Tweaker: I’ve never heard anybody wink so loudly and I know, I’ve read the forums. They’re clocking the nuts off these things, quite a few hacked BIOSES out there now. Think they’ve busted the TDP without a hardware mod. I guess I don’t need the boost just now.
Mr. Etailer: Go to this thread on Anandtech, there’s a full OC guide and loads of stuff about water and phase change, about 60 pages of tips, found it dead useful, got mine an extra 200mhz .

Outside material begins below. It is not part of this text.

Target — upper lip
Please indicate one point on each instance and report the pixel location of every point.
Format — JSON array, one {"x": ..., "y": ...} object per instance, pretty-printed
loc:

Mr. Etailer: Ok sir, Emailed an RMA form, send it back and will chuck to the vendor, should have you’e replacement shipped direct in the next three days.
Vendor 1: Getting a load of these back. Think it might be design, fabrication, or something to do with the way our ingenious software seduces all whose sleep depends on five free frame per second. That Green Eyes, I almost pity him.
Vendor 2: Pity old Green Eyes?! I’d sooner pity a Nazi hag-fish . Trust me, if he ever found a way to to sell these things himself, we’d be gum on his great green galoshes. But the common touch is a rare gift, we have it, he doesn’t, and they all lived affluently ever after.
Giant Green Eyes: This is absurd, I shall not be unduly defiled in such frivolous fashion. My work was impeccable and I’m awash with more returns than ten thousand Walmart warehouses on Boxing Day. These chips were crisp, cut fresh from their wafer’s prime and binned to perfection, they have no flaws, they are no duds. Those vexatious vendors, they’re supposed to work alongside me, I employed them as my partners, to shield me from the shenanigans of treacherous tinkerers and their spurious claims. Satisfy the masses and no secrets for the super savy. Instead they devise and divulge ways of destroying my masterpieces to their avail and at my expense.
I must tolerate it no more and be learned of their techniques. I’ll extract these turgid, tawdry tools from my own quarry, subsume them in my drivers with an achingly alluring control panel none can resist. They will become a permanent part of my “experience”, a privilege accessible on my terms alone. Moreover, my next GPU will be greener than the fields of England and better protected than the Pope’s pinkies. No more perks. One day my clusters of Cudas will conquer, imperiously command every pixel in the heavens and render supreme.